Tom T. Hall comes from Olive Hill, Ky., 1,300 people in a valley town shackled for sustenance to the huge brick plant where Hall's father once worked. The home was outside town, but Olive Hill is what he says: "You can't go around telling people you're from Tick Ridge. There's no signs or anything. Olive Hill is where he went to the movies."

There were four girls and six boys in the white clapboard house on Tick Ridge, and one of them was crazy for country music by the time he was four years old. At four o'clock in the morning, the darkness still thick outside the house, Tom T. Hall used to sit in a little red rocking chair and listen to Earnest Tubb singing live for the early-morning farmers on WSM-Nashville.

"Sort of makes you believe in predestination," he says. "My father was not not a musician. My mother was not a musician. I wasn't around any musicians." But somebody left a guitar in the house one day, nothing fancy, just an old guitar. It was too big for Tom T. Hall to carry, so he put it in a chair and stood up in front of the chair and started to play.

"From that day on, all I ever thought about was music," he says.

Now, of course, the main street in Olive Hill is called Tom T. Hall Boulevard. There is a Tom T. Hall museum in town, which displays various memorabilia, like an old guitar, and the original lyrics to "Harper Valley P.T.A." and "Old Dogs and Children and Watermelon Wine." Hall's home is a 57-acre, Nashville-area estate called Foxhall, which has two lakes stocked with catfish, and a grand antebellum style house copied after a Louisiana plantation home, and a collection of peacocks and exotic breeds of chicken.

It took him some time to reach Nashville -- some disc jockey work, a stint for the Army in Germany, odd jobs at a funeral home and a paper compressing plant. He walked into Nashville on Jan. 1, 1964 ("so I'd be able to remember the date if anybody asked me") and began trying to sell his songs. He had sold "A D.J. For A Day" to Jimmy C. Newman, Decca Records -- Hall first heard it played at 3:00 in the morning, after spendingg whole days and nights turning radio dials in search of his song -- but there was trouble with a lot of the others Hall could not get them recorded. They were too different, or something. Nobody knew what to do with a story-song. And so Hall, who says he believes to this day that he has a lousy voice, began recording his own music.
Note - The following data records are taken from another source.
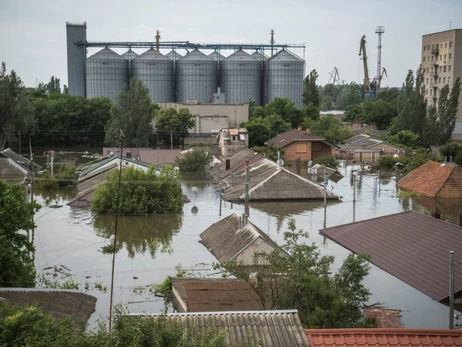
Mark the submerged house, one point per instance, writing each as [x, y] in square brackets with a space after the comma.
[303, 145]
[238, 240]
[269, 181]
[435, 180]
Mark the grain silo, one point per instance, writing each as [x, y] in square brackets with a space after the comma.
[196, 77]
[106, 74]
[284, 77]
[155, 70]
[241, 78]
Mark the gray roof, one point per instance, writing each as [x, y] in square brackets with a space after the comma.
[225, 240]
[250, 328]
[58, 303]
[268, 181]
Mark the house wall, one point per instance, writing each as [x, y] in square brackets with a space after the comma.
[247, 257]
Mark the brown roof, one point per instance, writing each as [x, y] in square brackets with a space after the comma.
[269, 181]
[410, 246]
[429, 178]
[383, 337]
[226, 240]
[247, 328]
[215, 294]
[285, 139]
[58, 303]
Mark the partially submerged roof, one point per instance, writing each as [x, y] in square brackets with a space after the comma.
[215, 294]
[432, 177]
[383, 337]
[58, 303]
[247, 328]
[410, 246]
[225, 239]
[269, 181]
[294, 135]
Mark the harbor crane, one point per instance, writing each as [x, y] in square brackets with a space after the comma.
[369, 87]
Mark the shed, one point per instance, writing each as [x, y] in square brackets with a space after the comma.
[245, 328]
[410, 246]
[214, 295]
[229, 240]
[434, 180]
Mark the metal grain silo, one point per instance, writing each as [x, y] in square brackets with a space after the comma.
[196, 77]
[107, 73]
[241, 78]
[155, 70]
[284, 77]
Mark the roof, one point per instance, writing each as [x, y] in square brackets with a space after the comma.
[215, 294]
[383, 337]
[250, 328]
[410, 246]
[269, 181]
[225, 239]
[58, 303]
[429, 178]
[285, 139]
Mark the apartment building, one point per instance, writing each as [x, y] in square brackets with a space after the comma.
[442, 64]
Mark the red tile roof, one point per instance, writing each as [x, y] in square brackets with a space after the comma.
[428, 179]
[410, 246]
[383, 338]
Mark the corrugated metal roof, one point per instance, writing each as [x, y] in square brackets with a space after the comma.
[225, 240]
[247, 328]
[429, 178]
[285, 139]
[384, 337]
[268, 181]
[410, 246]
[216, 294]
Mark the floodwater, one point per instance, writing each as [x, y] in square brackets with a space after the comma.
[150, 247]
His wife is a blond and blue-eyed Englishwoman, known around Foxhall as "Miss Dixie," who raises basset hounds and is close to the family of Billy Carter. They met after she moved to Nashville to write for a music paper, and by now she has lived in the South so long that her voice has developed a sort of British drawl. Her most immediate delight is a present she has brought to Washington for the ambassador from the People's Republic of China, a bound album of photographs taken last week, when the ambassador visited Foxhill and apparently enjoyed himself immensely. He was greeted at Foxhall by Hall singing "The East is Red," country-style.

I'm getting hot, as they say in the business," says Tom T. Hall.
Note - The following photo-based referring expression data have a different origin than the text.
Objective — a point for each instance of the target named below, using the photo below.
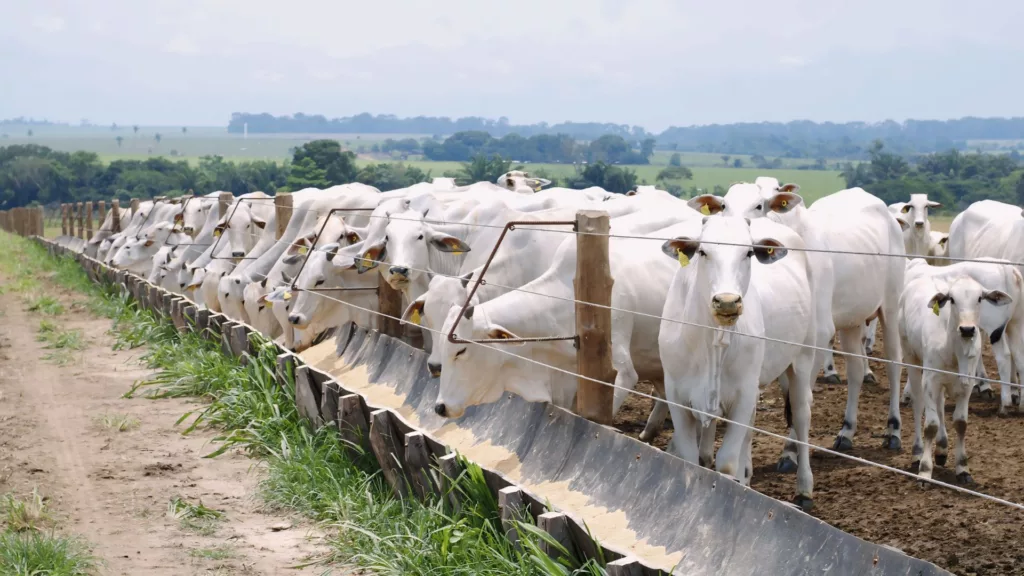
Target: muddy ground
(113, 488)
(961, 533)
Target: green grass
(31, 546)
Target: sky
(648, 63)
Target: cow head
(722, 256)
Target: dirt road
(58, 434)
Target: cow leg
(707, 448)
(1005, 362)
(933, 399)
(655, 421)
(890, 331)
(728, 460)
(850, 340)
(913, 381)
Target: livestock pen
(639, 503)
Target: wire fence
(482, 281)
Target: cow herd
(713, 298)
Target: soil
(114, 488)
(958, 532)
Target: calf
(939, 320)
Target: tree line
(801, 138)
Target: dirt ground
(961, 533)
(114, 488)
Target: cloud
(181, 45)
(49, 24)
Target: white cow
(717, 372)
(939, 321)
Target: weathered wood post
(115, 215)
(223, 201)
(283, 206)
(389, 304)
(88, 220)
(593, 286)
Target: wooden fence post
(389, 303)
(593, 284)
(223, 201)
(283, 205)
(116, 215)
(88, 220)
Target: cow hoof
(892, 443)
(785, 465)
(843, 444)
(805, 502)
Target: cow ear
(446, 243)
(681, 249)
(997, 297)
(707, 204)
(414, 314)
(782, 202)
(769, 250)
(371, 258)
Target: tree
(339, 167)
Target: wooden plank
(593, 284)
(330, 393)
(389, 302)
(353, 423)
(513, 510)
(449, 470)
(628, 566)
(305, 401)
(283, 207)
(556, 526)
(389, 452)
(419, 466)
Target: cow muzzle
(726, 309)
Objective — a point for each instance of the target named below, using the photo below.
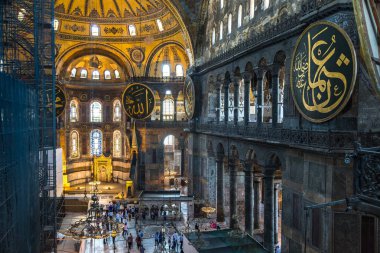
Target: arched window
(280, 95)
(222, 104)
(169, 140)
(132, 30)
(96, 75)
(230, 23)
(213, 36)
(95, 30)
(116, 111)
(21, 14)
(96, 138)
(73, 111)
(83, 73)
(56, 24)
(73, 72)
(107, 75)
(266, 98)
(96, 112)
(221, 31)
(266, 4)
(168, 111)
(74, 144)
(252, 9)
(241, 101)
(160, 26)
(240, 16)
(231, 101)
(178, 70)
(253, 100)
(117, 74)
(166, 70)
(117, 143)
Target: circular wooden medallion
(323, 71)
(138, 101)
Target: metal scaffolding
(27, 127)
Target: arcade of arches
(246, 151)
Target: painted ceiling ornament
(138, 101)
(189, 97)
(367, 15)
(137, 55)
(323, 71)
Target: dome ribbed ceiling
(109, 8)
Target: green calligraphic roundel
(323, 71)
(138, 101)
(189, 97)
(60, 101)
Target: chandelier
(95, 225)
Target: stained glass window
(96, 142)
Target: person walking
(130, 241)
(138, 241)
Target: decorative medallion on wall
(323, 71)
(60, 101)
(137, 55)
(138, 101)
(368, 20)
(189, 97)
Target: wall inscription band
(323, 71)
(138, 101)
(189, 97)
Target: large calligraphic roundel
(138, 101)
(323, 71)
(189, 97)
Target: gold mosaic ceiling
(113, 18)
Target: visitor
(125, 230)
(130, 241)
(181, 241)
(138, 241)
(156, 239)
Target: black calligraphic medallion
(323, 71)
(367, 15)
(138, 101)
(189, 97)
(60, 101)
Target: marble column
(175, 109)
(275, 95)
(219, 190)
(225, 87)
(218, 103)
(269, 210)
(232, 167)
(260, 109)
(256, 206)
(248, 198)
(276, 189)
(247, 86)
(162, 109)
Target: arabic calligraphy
(323, 71)
(60, 101)
(189, 97)
(138, 101)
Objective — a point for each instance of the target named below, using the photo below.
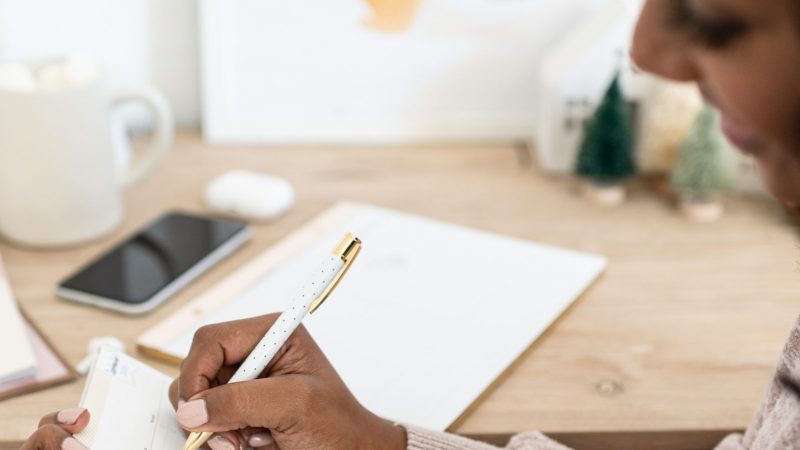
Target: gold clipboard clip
(347, 249)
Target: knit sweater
(775, 426)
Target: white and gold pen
(310, 297)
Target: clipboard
(153, 342)
(423, 294)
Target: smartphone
(152, 265)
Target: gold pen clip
(347, 249)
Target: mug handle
(163, 131)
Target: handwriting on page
(130, 407)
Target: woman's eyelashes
(709, 32)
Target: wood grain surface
(672, 348)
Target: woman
(744, 55)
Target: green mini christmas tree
(606, 156)
(706, 164)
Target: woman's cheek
(780, 170)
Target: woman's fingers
(52, 437)
(259, 438)
(72, 420)
(216, 346)
(275, 403)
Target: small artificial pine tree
(706, 164)
(606, 153)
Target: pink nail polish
(220, 443)
(71, 443)
(260, 440)
(69, 416)
(193, 414)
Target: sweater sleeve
(421, 439)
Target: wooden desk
(672, 348)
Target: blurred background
(524, 118)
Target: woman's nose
(656, 50)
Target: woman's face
(745, 56)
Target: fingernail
(260, 440)
(69, 416)
(72, 444)
(220, 443)
(193, 414)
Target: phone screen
(137, 269)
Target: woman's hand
(299, 402)
(56, 430)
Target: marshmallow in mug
(51, 76)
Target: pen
(307, 300)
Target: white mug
(59, 184)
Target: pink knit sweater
(775, 426)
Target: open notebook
(429, 316)
(129, 403)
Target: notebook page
(130, 407)
(18, 360)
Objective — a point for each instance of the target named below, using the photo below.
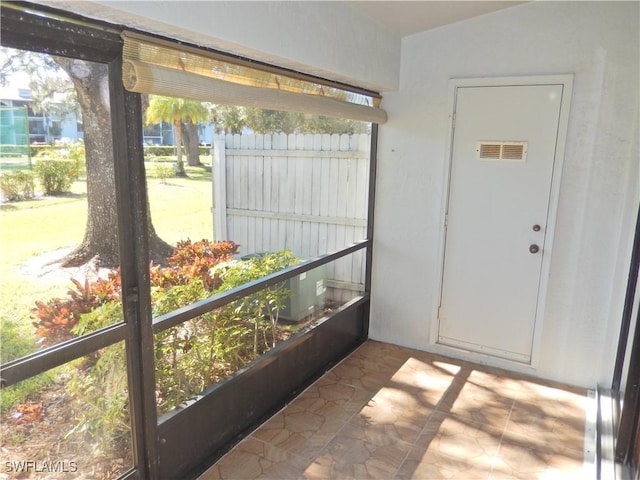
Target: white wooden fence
(306, 193)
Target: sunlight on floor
(393, 413)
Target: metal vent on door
(492, 150)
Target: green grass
(180, 209)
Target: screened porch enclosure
(321, 315)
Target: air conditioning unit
(308, 292)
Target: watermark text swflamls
(40, 466)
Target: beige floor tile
(359, 453)
(393, 413)
(254, 459)
(478, 403)
(520, 460)
(334, 401)
(301, 433)
(451, 447)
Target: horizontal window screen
(164, 68)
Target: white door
(503, 151)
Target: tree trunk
(100, 241)
(179, 163)
(191, 144)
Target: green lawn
(180, 209)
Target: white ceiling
(408, 17)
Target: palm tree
(176, 111)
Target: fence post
(218, 171)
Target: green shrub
(17, 186)
(159, 150)
(189, 357)
(56, 176)
(14, 345)
(99, 393)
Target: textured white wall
(321, 38)
(596, 41)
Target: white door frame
(567, 82)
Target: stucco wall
(316, 37)
(598, 43)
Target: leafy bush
(189, 357)
(56, 176)
(15, 345)
(58, 317)
(17, 186)
(99, 391)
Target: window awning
(160, 67)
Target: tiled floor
(393, 413)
He is 43 years old, has recorded 21 albums, spends three-quarters of the year on tour from Indiana to Japan (he was mobbed at his last performances in Tokyo and Osaka), and is linked now in Nashville with the luminous names in country -- Hank Williams, Kris Krifstofferson, Johnny Cash, Waylon Jennings. Does he like it?

"Yeah," says Tom T. Hall. There is not much enthusiasm in his voice "I'm -- I'm getting awfully popular . . . I didn't really want to be that hot. . . I'd rather just, you know, I make a good living. And I'm not into money. I don't want a lot. I guess there are things you can do with it, but I don't spend the money I've got. So going out of my way to get some more seems a little silly.

"I'm just not into the accumulation of money," he says.

"I am into the accumlation of created works," he says. "Books and songs. I really like to accumulate those." His first book was about writing songs; his second, called "The Storyteller's Nashville," was just released.

"I just hope I don't become a star, that's all," says Tom T. Hall.